# Constituent Data Pipeline

This app aggregates constituent data to produce one file containing data about each constituent and another containing the number of new acquisitions per calendar day.

## Instructions:
- Ensure that your working directory contains the files "cons.csv", "cons_email.csv", and "cons_email_chapter_subscription.csv"
- If you wish to apply filters to the data, change the appropriate setting in the Settings cell.
- Run the Settings cell.
- Run the Pipeline cell.
- After execution, look for the files "people.csv" and "acquisition_facts.csv" in your working directory.

## Settings
- **Note on "source_col" setting:**   
There are two fields in the constituents table which might qualify for the "code" column: "source" and "subsource", necessitating this setting.   
The default setting ("both") means that in cases where both source and subsource are available, the "code" column will contain source and subsource, separated by a hyphen(-).
Replacing "both" with "source" or "subsource" will pull data only from that column, ignoring the other.  

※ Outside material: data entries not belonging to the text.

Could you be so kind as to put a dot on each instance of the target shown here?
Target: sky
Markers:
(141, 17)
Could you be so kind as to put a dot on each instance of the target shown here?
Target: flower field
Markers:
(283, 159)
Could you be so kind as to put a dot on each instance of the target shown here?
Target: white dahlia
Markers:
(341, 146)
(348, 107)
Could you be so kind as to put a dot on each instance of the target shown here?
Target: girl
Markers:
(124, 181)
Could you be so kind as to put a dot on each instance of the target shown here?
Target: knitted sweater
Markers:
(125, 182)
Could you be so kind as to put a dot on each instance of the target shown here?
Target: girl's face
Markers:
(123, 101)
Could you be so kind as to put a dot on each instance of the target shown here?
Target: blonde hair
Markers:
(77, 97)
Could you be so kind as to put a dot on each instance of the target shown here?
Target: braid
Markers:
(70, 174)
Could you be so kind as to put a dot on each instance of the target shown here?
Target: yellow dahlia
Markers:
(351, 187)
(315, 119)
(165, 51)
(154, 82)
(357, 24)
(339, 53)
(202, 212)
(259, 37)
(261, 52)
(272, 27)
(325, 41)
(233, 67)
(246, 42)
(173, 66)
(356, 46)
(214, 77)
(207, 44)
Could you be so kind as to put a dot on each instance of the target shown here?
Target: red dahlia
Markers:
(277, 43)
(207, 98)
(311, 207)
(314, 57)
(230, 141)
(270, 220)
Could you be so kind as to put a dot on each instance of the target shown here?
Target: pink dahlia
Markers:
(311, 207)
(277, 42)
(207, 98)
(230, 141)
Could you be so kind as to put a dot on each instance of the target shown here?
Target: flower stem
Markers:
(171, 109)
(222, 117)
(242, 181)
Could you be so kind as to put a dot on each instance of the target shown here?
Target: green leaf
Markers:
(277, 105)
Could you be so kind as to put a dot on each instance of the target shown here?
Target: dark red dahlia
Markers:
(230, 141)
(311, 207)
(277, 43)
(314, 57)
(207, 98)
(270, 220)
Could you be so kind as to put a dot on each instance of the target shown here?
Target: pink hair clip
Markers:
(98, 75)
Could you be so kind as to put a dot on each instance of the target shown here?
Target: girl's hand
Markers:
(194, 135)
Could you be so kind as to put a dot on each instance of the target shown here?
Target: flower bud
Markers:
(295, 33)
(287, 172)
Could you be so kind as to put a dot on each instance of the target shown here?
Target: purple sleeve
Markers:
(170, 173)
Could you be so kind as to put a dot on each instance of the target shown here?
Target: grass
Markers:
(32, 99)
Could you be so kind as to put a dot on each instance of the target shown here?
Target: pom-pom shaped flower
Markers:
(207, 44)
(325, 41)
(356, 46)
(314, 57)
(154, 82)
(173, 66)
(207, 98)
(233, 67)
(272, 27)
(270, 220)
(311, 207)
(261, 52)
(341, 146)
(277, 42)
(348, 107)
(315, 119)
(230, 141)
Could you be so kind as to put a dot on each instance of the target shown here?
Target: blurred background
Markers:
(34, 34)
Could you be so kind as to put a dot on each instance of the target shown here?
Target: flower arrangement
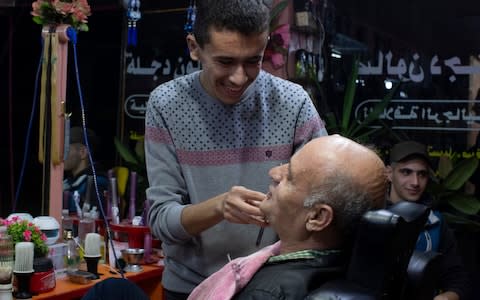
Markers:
(25, 231)
(71, 12)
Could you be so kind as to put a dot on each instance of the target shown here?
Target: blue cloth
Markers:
(115, 289)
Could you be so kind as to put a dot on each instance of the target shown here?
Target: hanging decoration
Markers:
(61, 20)
(133, 15)
(68, 12)
(190, 17)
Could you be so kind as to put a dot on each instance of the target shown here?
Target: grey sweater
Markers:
(197, 147)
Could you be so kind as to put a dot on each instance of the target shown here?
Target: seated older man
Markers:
(314, 203)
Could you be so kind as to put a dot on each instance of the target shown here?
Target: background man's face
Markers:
(409, 179)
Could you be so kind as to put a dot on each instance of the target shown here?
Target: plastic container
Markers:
(72, 257)
(43, 277)
(67, 222)
(85, 225)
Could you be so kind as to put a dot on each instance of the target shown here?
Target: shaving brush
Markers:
(23, 269)
(92, 252)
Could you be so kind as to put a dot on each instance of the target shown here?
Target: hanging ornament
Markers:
(133, 15)
(190, 17)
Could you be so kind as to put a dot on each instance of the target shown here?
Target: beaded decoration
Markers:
(190, 17)
(133, 15)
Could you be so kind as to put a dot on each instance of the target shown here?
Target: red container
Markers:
(43, 277)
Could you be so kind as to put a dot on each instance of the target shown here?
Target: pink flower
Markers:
(27, 235)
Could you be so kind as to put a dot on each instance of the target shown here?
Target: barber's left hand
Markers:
(240, 205)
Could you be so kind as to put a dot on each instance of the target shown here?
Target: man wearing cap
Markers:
(408, 174)
(78, 170)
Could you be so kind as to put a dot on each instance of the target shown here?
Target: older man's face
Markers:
(290, 186)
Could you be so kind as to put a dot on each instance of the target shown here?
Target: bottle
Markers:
(67, 222)
(85, 225)
(72, 257)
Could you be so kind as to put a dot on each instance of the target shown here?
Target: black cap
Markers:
(404, 150)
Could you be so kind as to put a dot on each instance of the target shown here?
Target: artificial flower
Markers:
(25, 231)
(71, 12)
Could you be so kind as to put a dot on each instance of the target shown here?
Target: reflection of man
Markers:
(210, 138)
(78, 169)
(314, 203)
(408, 173)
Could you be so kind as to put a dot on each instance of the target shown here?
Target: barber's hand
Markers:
(240, 205)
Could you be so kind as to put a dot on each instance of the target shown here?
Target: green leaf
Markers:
(124, 152)
(466, 204)
(461, 173)
(349, 95)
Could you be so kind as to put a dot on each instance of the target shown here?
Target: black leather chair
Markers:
(422, 275)
(383, 248)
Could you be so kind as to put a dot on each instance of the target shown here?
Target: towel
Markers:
(230, 279)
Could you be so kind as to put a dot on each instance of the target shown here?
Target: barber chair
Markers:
(383, 247)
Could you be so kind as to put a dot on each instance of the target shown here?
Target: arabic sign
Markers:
(415, 114)
(136, 105)
(156, 68)
(414, 71)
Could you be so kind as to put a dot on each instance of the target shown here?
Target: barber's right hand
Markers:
(240, 205)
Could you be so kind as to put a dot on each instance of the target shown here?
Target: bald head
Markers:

- The other settings are filters--refer to the comments above each setting to learn more.

In [246]:
# SOURCE_COL
# Column from which to pull source code information. Options are "source", "subsource", or "both"
source_col = "both"

# FILTER UNVALIDATED CONSTITUENTS
# If True, only include people who are validated
filter_unvalidated = False

# FILTER BANNED CONSTITUENTS
# If True, only include people who are not banned
filter_banned = False

# FILTER CONSTITUENT STATUS
# If True, only include people whose status is 1 (do not include people with status == 0)
filter_cons_status = False

# FILTER CONSTITUENTS WITH NO EMAIL
# If True, only include people who are connected with an email
filter_no_email = False

# FILTER EMAIL STATUS
# If True, only include people whose primary email address has a status of 1 (as opposed to 0)
filter_email_status = False

## Pipeline
- Please do not make any changes to this cell.
- Please allow a few minutes for execution.  
- After execution, "people.csv" and "acquisition_facts.csv" should appear in your working directory
- Note: This might produce a "FutureWarning: elementwise comparison failed";  
This is because of a numpy bug, and should not affect the end result: click [here](https://stackoverflow.com/questions/40659212/futurewarning-elementwise-comparison-failed-returning-scalar-but-in-the-futur) to learn more.

In [247]:
import pandas as pd
import numpy as np


def get_source_code(row: pd.Series):
    sources = []
    
    if pd.notnull(row.loc['source']) and source_col in ['both', 'source']:
        sources.append(row.loc['source'])
    
    if pd.notnull(row.loc['subsource']) and source_col in ['both', 'subsource']:
        sources.append(row.loc['subsource'])
        
    if sources:
        return '-'.join(sources)
    else:
        return np.nan


# Extract Constituents
constituents = pd.read_csv('cons.csv', index_col = 'cons_id', usecols=['cons_id', 'source', 'subsource', 'is_validated',
                                                                       'is_banned', 'create_dt', 'modified_dt', 'status'])
# Filter out unvalidated constituents
if filter_unvalidated:
    constituents = constituents[constituents.is_validated == 1]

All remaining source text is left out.